I reminded her that she didn’t have to pick them to give them to me.  When she discovered that the cactus blooms came with sharp needles and that the stems of the purple flowers oozed sticky, milky goo, she was glad not to pick them and embraced the idea of a heart bouquet with new enthusiasm. 

That was a fun summer.  Looking for flowers to add to my heart bouquet became a sort of quest for the two of us.  Every time we found a new kind of flower, Hope would point triumphantly.  “That one’s yours,” she would announce with a smile.  By the end of the summer, my heart bouquet was huge, full of cactus blooms, dandelions, crepe myrtle blossoms, baby’s breath, and other flowers that we didn’t know the names for. 

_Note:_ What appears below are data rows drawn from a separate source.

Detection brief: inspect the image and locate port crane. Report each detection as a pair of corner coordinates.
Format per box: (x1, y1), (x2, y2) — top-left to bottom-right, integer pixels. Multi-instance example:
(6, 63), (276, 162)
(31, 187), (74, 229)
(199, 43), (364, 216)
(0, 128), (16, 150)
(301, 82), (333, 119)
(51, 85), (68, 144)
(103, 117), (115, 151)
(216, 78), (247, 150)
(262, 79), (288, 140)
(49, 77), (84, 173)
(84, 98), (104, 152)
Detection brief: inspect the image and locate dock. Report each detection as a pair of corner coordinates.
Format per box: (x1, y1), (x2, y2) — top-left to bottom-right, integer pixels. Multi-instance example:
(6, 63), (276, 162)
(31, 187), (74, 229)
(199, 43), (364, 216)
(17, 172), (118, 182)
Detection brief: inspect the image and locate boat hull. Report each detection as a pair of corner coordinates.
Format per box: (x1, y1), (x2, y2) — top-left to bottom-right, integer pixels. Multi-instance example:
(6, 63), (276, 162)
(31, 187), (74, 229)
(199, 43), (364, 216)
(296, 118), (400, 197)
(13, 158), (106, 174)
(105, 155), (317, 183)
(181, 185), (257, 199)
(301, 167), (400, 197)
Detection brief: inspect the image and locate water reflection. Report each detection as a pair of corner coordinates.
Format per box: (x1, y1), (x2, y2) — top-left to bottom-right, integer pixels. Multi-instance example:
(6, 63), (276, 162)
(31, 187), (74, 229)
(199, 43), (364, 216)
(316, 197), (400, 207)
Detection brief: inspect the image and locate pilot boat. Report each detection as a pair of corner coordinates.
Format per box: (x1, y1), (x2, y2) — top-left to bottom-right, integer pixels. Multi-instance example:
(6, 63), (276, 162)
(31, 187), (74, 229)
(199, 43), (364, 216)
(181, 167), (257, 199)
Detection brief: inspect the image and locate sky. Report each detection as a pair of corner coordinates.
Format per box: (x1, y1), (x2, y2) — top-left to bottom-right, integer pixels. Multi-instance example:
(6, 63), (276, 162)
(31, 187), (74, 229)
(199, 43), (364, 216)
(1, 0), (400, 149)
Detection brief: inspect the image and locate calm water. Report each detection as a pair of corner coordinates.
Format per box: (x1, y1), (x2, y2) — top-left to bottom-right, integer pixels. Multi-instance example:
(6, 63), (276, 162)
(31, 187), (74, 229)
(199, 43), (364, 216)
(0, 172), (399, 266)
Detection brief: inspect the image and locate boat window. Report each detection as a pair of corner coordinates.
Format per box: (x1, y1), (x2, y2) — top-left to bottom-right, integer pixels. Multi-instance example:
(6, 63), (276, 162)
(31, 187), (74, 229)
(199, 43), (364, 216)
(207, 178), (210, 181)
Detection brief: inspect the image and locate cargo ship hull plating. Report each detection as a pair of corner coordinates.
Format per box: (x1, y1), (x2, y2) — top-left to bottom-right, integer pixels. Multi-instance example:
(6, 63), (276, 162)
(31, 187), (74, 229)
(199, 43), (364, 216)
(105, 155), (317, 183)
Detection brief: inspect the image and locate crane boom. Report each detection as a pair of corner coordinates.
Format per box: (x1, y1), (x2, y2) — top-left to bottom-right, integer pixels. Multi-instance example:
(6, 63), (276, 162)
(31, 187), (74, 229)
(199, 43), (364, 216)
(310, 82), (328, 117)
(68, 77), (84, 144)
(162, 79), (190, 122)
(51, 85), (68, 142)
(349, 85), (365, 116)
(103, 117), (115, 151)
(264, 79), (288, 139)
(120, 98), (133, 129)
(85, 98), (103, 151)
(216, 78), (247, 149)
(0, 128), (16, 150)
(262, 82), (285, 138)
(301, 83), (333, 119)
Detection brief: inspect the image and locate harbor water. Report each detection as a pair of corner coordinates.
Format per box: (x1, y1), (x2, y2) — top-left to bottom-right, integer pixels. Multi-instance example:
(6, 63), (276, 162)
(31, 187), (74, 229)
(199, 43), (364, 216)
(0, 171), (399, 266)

The funny thing about my heart bouquet is this.  After all of these years, I can still see it clearly in my mind.  What’s more, I can also see the sweet, soft face of my beautiful thirteen-year-old daughter as the exuberant, carefree, tender-hearted second grader she once was.  I can hear the excitement in her voice as she points out wildflowers and feel the heat of her summer-flush cheeks against mine as I hug my thanks before we continue our walk.  The memory makes my heart squeeze and my eyes sting.  Oh, what I wouldn’t give to live that summer—or just one day in it—with my little girl again. 

I was thinking about my heart bouquet as Todd and I drove around Falls Creek today.  Everywhere we looked, kids were getting along, having fun, and proclaiming their faith easily.  “Jesus loves you!” we were told at least a dozen times as we passed group after group of happy, T-shirt wearing teenagers.  We visited the Icee Hut, Boulder Springs, and other land marks before passing the cabin that I used to stay in as a teenager.  In that moment, it wasn’t hard to imagine myself thirteen again, discovering for the first time that God had an amazing plan for my life that required my full surrender; sixteen, struggling to make “level paths” for my feet; or eighteen, resolved to let God lead my heart where He would, whatever the cost. 

It’s no wonder that so many adults have such precious memories of church camp, some so vivid that they squeeze their hearts and cause their eyes to sting.  Just as kids still do, those adults once went to church camp open to the prospect of meeting with God, eager to experience something brand new, and willing to receive Truth with the power to change their lives forever.  Without pretense or thought to consequence, they gave themselves over to His grace and mercy and experienced in that moment true intimacy with the Creator of the Universe.   That doesn’t happen every day, you know.  But it should. 

I can’t help wondering what would happen if we approached every day the way we used to approach a week at church camp when we were kids, open, eager, and willing to experience God without pretense or thought to consequence.  What if we made a habit of looking for His activity in our lives and then lived our lives in worshipful response?  Personally, I think that we would find ourselves with a heart bouquet of significant moments with God so big, beautiful, and fragrant that we would never again be tempted to let it die.